Jason Barrier from Waikato wants BLNZ to exit HWEN so it can advocate for what he calls “a more sustainable and equitable emissions reduction proposal”.
In response, BLNZ says it does not intend leaving the partnership, adding there are greater downside risks to the sector from withdrawing than from staying.
In a similar vein, Rangītikei farmer Roger Dalrymple wants BLNZ to commit to “ongoing, unrelenting advocacy” to achieve a different greenhouse gas pricing mechanism than HWEN, one that follows principles he has set out.
BLNZ says this is something it continues to seek, noting that the government has recognised HWEN has a disproportionate impact on sheep, beef and deer farmers.
Graeme Gleeson from Waikato wants BLNZ to adopt best-practice consultation with levy payers before committing to a policy or recommendation that has significant ramifications for levy payers.
He cites HWEN as an example of farmers having little input or understanding of the far-reaching ramifications.
In response BLNZ outlines the consultation process it followed and says it is committed to continuously improving it.
A remit from Otago farmer Hamish Carswell calls for a review on the impact of weighted voting and whether it allows bigger farmers to have undue influence, which leads to inequitable decisions.
In an explanation, BLNZ says no single entity has livestock numbers that can influence elections or its decision making.
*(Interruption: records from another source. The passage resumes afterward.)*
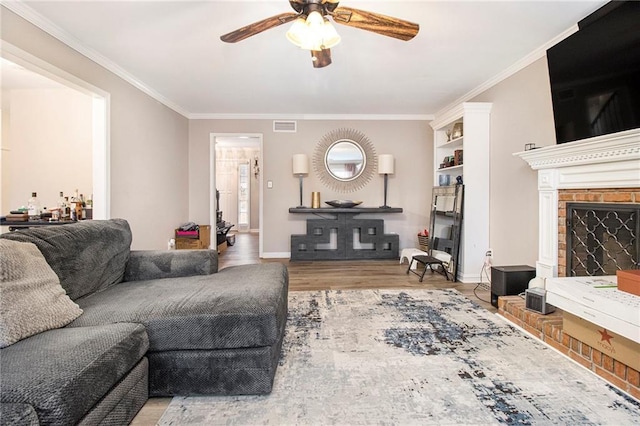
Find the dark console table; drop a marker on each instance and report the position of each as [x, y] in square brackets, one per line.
[13, 226]
[354, 238]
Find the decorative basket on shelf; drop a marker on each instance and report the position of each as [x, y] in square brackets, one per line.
[423, 241]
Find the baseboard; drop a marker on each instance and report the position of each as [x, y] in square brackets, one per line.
[276, 255]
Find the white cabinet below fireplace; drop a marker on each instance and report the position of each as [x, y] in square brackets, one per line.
[597, 300]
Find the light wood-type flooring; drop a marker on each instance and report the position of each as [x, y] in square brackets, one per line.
[322, 275]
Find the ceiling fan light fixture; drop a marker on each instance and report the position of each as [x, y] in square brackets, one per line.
[313, 33]
[298, 32]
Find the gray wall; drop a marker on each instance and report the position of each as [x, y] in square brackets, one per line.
[410, 187]
[149, 142]
[160, 160]
[522, 113]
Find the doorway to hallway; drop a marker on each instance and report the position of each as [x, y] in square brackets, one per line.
[236, 173]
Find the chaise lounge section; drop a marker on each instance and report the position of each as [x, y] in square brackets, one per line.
[153, 323]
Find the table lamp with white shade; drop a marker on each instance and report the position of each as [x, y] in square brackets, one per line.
[300, 169]
[385, 167]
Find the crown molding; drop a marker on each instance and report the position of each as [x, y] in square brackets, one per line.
[538, 53]
[353, 117]
[27, 13]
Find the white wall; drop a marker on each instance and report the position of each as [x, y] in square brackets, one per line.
[410, 187]
[522, 113]
[49, 146]
[4, 159]
[148, 141]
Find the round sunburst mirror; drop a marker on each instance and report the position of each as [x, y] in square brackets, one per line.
[344, 160]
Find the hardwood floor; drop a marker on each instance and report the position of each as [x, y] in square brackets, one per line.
[322, 275]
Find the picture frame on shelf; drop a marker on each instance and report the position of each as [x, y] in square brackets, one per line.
[456, 131]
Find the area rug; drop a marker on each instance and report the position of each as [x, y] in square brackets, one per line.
[419, 357]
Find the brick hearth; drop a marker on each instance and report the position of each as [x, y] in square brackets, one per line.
[548, 328]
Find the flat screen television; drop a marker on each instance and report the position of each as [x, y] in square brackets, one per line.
[595, 74]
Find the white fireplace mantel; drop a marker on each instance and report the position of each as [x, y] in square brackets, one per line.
[610, 161]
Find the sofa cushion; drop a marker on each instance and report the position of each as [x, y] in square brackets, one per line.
[88, 256]
[32, 298]
[240, 306]
[18, 415]
[63, 373]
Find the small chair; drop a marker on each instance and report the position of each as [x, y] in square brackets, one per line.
[439, 255]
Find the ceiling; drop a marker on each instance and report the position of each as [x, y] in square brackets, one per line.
[173, 50]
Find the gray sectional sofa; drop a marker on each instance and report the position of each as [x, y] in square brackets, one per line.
[152, 323]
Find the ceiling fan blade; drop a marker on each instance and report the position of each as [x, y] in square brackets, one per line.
[375, 22]
[258, 27]
[321, 58]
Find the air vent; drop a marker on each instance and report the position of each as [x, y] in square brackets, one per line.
[285, 126]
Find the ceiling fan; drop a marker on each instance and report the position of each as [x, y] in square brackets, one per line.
[312, 30]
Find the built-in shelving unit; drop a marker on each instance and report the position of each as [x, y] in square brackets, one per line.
[464, 132]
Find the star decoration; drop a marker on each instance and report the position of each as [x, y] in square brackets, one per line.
[605, 336]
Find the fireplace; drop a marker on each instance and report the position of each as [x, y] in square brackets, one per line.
[601, 238]
[589, 202]
[602, 170]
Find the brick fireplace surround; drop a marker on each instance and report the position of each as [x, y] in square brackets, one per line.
[603, 169]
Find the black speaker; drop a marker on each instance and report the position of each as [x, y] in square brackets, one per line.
[510, 280]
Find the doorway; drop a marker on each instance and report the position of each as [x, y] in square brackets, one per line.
[236, 174]
[30, 72]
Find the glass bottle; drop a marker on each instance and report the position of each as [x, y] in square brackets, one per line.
[67, 209]
[33, 207]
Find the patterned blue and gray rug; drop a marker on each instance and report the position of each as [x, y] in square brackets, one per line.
[412, 357]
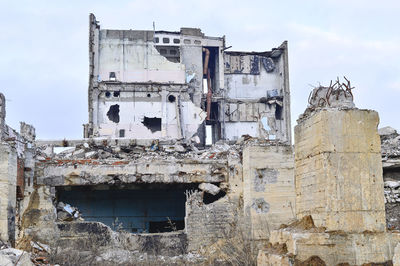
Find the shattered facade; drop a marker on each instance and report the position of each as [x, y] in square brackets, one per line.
[174, 85]
[187, 158]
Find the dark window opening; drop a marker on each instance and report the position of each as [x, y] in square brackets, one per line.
[166, 226]
[213, 112]
[154, 123]
[113, 113]
[142, 208]
[213, 62]
[112, 76]
[171, 98]
[278, 112]
[172, 53]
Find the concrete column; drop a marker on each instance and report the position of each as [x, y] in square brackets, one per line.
[338, 170]
[8, 193]
[268, 187]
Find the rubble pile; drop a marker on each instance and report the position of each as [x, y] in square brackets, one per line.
[14, 257]
[149, 151]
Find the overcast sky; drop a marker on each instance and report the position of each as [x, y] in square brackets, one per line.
[44, 49]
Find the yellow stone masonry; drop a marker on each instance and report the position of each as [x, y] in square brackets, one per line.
[339, 170]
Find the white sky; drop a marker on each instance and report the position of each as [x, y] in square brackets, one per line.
[44, 49]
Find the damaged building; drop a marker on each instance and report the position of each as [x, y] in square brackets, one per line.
[179, 85]
[187, 158]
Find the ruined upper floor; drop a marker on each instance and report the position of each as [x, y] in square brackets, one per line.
[147, 84]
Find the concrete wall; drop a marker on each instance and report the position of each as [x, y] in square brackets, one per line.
[268, 188]
[180, 118]
[257, 96]
[339, 170]
[8, 185]
[131, 55]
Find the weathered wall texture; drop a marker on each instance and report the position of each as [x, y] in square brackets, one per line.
[268, 188]
[341, 247]
[8, 192]
[339, 170]
[208, 223]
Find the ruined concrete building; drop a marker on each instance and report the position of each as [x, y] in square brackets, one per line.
[187, 159]
[176, 85]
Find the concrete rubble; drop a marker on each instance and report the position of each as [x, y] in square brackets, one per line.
[187, 158]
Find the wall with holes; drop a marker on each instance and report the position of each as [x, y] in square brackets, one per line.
[130, 56]
[255, 92]
[147, 115]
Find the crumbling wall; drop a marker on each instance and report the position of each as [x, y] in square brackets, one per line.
[132, 57]
[8, 192]
[338, 170]
[208, 223]
[159, 111]
[257, 95]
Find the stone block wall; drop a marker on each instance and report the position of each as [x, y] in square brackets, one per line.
[339, 170]
[207, 223]
[268, 187]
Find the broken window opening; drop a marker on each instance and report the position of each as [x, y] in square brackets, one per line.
[113, 113]
[144, 208]
[172, 53]
[205, 87]
[214, 111]
[154, 123]
[209, 198]
[112, 76]
[209, 138]
[166, 226]
[213, 62]
[278, 112]
[171, 98]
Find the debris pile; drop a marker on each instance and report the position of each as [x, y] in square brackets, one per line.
[337, 95]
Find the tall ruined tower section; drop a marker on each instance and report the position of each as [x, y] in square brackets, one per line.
[339, 170]
[184, 85]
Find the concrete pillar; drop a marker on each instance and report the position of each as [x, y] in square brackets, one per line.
[268, 188]
[338, 170]
[8, 193]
South Otago farmer Hamish Bielski is calling for greater transparency of farmer councils and councillors and an assurance that councillors and Farmer Reference Group members are not constrained in what they can say when reporting to BLNZ on farmer feedback.
BLNZ says other than terms of reference that restrict disclosure of sensitive information, councillors are free to promote contrary positions to the organisation’s.